Hoang-Quoc Nguyen-Son


2026

With the advent of large language models (LLMs), it has become common practice for users to draft text and utilize LLMs to enhance its quality through paraphrasing. However, this process can sometimes result in the loss or distortion of the original intended meaning. Due to the human-like quality of LLM-generated text, traditional detection methods often fail, particularly when text is paraphrased to closely mimic original content. In response to these challenges, we propose a novel approach named SearchLLM, designed to identify LLM-paraphrased text by leveraging search engine capabilities to locate potential original text sources. By analyzing similarities between the input and regenerated versions of candidate sources, SearchLLM effectively distinguishes LLM-paraphrased content. SearchLLM is designed as a proxy layer, allowing seamless integration with existing detectors to enhance their performance. Experimental results across various LLMs demonstrate that SearchLLM consistently enhances the accuracy of recent detectors in detecting LLM-paraphrased text that closely mimics original content. Furthermore, SearchLLM also helps the detectors prevent paraphrasing attacks.

2024

Large language models have emerged as a significant phenomenon due to their ability to produce natural text across various applications. However, the proliferation of generated text raises concerns regarding its potential misuse in fraudulent activities such as academic dishonesty, spam dissemination, and misinformation propagation. Prior studies have detected the generation of non-analogous text, which manifests numerous differences between original and generated text. We have observed that the similarity between the original text and its generation is notably higher than that between the generated text and its subsequent regeneration. To address this, we propose a novel approach named SimLLM, aimed at estimating the similarity between an input sentence and its generated counterpart to detect analogous machine-generated sentences that closely mimic human-written ones. Our empirical analysis demonstrates SimLLM’s superior performance compared to existing methods.

2023

Adversarial attacks reveal serious flaws in deep learning models. More dangerously, these attacks preserve the original meaning and escape human recognition. Existing methods for detecting these attacks need to be trained using original/adversarial data.
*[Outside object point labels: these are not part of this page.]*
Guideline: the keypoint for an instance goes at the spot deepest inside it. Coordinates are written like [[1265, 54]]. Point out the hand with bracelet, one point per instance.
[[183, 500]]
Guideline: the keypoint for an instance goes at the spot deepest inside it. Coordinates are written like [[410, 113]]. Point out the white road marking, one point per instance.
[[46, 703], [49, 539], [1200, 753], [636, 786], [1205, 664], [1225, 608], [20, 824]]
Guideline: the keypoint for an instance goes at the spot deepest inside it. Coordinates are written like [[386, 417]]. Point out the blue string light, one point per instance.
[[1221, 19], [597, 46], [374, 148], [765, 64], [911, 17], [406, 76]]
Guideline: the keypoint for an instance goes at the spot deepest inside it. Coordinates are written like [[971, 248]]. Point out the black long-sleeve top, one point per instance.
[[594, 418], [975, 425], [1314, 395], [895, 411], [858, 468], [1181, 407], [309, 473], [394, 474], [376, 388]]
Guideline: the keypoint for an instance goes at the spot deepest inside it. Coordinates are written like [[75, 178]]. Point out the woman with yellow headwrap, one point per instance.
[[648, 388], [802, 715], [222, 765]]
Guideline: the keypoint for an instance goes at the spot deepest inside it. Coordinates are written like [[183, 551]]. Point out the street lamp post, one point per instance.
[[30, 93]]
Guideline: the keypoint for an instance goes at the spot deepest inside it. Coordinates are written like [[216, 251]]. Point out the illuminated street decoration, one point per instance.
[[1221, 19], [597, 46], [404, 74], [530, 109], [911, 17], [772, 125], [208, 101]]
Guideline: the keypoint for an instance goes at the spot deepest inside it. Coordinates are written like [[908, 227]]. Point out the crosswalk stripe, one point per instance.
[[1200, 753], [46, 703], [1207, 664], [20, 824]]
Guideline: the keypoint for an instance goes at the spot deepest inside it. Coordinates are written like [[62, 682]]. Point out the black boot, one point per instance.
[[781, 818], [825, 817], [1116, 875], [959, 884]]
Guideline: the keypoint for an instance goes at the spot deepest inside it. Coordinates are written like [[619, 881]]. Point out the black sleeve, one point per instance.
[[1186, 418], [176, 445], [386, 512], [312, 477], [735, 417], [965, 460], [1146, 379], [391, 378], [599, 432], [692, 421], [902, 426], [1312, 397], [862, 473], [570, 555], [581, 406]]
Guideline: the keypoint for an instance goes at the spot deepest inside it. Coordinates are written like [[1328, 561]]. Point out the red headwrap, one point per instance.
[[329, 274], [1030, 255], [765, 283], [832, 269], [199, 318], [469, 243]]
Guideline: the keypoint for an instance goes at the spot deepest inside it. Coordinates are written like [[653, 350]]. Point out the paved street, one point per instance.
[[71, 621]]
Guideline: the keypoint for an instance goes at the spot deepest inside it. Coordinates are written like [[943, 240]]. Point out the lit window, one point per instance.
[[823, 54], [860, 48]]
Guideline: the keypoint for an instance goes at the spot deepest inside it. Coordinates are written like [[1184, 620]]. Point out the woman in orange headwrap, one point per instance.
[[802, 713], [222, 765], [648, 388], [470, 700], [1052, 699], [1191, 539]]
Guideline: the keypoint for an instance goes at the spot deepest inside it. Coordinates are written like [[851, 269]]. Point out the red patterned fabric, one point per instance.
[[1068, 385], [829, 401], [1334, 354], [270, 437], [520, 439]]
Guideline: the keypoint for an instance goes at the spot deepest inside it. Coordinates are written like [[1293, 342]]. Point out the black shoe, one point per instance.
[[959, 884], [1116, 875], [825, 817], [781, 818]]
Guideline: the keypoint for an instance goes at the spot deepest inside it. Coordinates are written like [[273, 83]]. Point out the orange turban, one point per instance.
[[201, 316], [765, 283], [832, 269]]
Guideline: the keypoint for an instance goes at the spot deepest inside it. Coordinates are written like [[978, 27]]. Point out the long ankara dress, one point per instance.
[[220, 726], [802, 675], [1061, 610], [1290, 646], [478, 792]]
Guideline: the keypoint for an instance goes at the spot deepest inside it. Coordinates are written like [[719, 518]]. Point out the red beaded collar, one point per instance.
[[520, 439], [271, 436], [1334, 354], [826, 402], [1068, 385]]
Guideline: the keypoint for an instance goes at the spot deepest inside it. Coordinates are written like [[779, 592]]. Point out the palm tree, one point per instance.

In this paper, we propose detection without training by voting on hard labels from predictions of transformations, namely, VoteTRANS. Specifically, VoteTRANS detects adversarial text by comparing the hard labels of input text and its transformation. The evaluation demonstrates that VoteTRANS effectively detects adversarial text across various state-of-the-art attacks, models, and datasets.

2022

An adversarial attack generates harmful text that fools a target model. More dangerously, this text is unrecognizable by humans. Existing work detects adversarial text and corrects a target’s prediction by identifying perturbed words and changing them into their synonyms, but many benign words are also changed. In this paper, we directly detect adversarial text, correct the prediction, and suggest perturbed words by checking the change in the hard labels from the target’s predictions after replacing a word with its transformation using a model that we call CheckHARD. The experiments demonstrate that CheckHARD outperforms existing work on various attacks, models, and datasets.

2021

Translated texts have been used for malicious purposes, i.e., plagiarism or fake reviews. Existing detectors have been built around a specific translator (e.g., Google) but fail to detect a translated text from a strange translator. If we use the same translator, the translated text is similar to its round-trip translation, which is when text is translated into another language and translated back into the original language. However, a round-trip translated text is significantly different from the original text or a translated text using a strange translator. Hence, we propose a detector using text similarity with round-trip translation (TSRT). TSRT achieves 86.9% accuracy in detecting a translated text from a strange translator. It outperforms existing detectors (77.9%) and human recognition (53.3%).

2019

Machine-translated text plays a crucial role in the communication of people using different languages. However, adversaries can use such text for malicious purposes such as plagiarism and fake review. The existing methods detected a machine-translated text only using the text’s intrinsic content, but they are unsuitable for classifying the machine-translated and human-written texts with the same meanings. We have proposed a method to extract features used to distinguish machine/human text based on the similarity between the intrinsic text and its back-translation. The evaluation of detecting translated sentences with French shows that our method achieves 75.0% of both accuracy and F-score. It outperforms the existing methods whose the best accuracy is 62.8% and the F-score is 62.7%. The proposed method even detects more efficiently the back-translated text with 83.4% of accuracy, which is higher than 66.7% of the best previous accuracy. We also achieve similar results not only with F-score but also with similar experiments related to Japanese. Moreover, we prove that our detector can recognize both machine-translated and machine-back-translated texts without the language information which is used to generate these machine texts. It demonstrates the persistence of our method in various applications in both low- and rich-resource languages.